Für Stöckers rationalistisches, wissenschafts- und fortschrittsgläubiges Denken bildete die Kriegsbegeisterung, die sich 1914 bis weit in die politische Linke hinein offenbarte, einen Schock und bewirkte die Hinwendung der Frauenrechtlerin zum radikalen Pazifismus. Bereits am 1. August schrieb sie in radikaler Distanz zum bürgerlichen Zeitgeist in ihr Tagebuch: "Das Völkermorden kann also beginnen. Was ist nun noch Gutes auf dieser Erde zu erwarten?"

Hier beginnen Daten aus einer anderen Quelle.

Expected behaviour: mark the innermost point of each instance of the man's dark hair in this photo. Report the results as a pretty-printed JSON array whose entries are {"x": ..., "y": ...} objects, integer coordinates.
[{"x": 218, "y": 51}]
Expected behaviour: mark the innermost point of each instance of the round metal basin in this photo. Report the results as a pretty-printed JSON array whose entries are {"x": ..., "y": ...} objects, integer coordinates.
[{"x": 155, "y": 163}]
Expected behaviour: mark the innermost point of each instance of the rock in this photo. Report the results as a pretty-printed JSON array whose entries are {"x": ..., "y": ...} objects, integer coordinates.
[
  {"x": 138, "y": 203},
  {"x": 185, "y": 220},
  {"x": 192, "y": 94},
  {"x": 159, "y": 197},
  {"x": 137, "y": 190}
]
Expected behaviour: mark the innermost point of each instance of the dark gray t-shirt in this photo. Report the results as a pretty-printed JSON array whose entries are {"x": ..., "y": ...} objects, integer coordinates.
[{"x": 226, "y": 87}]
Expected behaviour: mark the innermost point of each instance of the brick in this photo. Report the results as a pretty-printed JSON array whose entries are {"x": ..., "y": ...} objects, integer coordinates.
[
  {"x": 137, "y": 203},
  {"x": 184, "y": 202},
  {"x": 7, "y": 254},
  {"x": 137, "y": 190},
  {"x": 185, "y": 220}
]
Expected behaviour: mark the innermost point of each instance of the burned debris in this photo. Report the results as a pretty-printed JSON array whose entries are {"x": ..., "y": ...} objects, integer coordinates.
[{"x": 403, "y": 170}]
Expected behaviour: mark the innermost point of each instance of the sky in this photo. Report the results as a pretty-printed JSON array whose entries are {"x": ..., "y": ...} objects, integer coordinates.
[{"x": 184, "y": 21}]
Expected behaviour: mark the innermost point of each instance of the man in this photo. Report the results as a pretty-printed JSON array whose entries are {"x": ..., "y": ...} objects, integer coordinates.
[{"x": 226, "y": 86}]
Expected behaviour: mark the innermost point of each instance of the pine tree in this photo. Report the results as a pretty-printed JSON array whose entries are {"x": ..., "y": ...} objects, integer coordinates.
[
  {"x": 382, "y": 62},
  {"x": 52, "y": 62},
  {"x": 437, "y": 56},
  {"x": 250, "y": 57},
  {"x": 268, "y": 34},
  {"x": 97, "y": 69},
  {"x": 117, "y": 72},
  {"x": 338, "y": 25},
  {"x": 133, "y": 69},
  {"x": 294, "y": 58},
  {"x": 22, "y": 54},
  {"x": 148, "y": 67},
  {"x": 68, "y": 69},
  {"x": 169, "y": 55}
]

Der Kern des Bandes - die "Autobiografie" - ist keineswegs eine geschlossene Reflexion des ereignisreichen, immer politisch engagierten, aber auch privat wagemutigen Lebens dieser Großbürgertochter. In ihre autobiografischen Texte hat schon Stöcker immer wieder Originaldokumente wie Briefe oder Auszüge aus ihren Tagebüchern eingestreut. Die Herausgeberinnen haben nicht nur aus mehreren überlieferten Fassungen einen halbwegs stringenten Text kompiliert, sondern weitere Materialien eingefügt. Diese Eingriffe in den Originaltext sind in der Einleitung dokumentiert und begründet.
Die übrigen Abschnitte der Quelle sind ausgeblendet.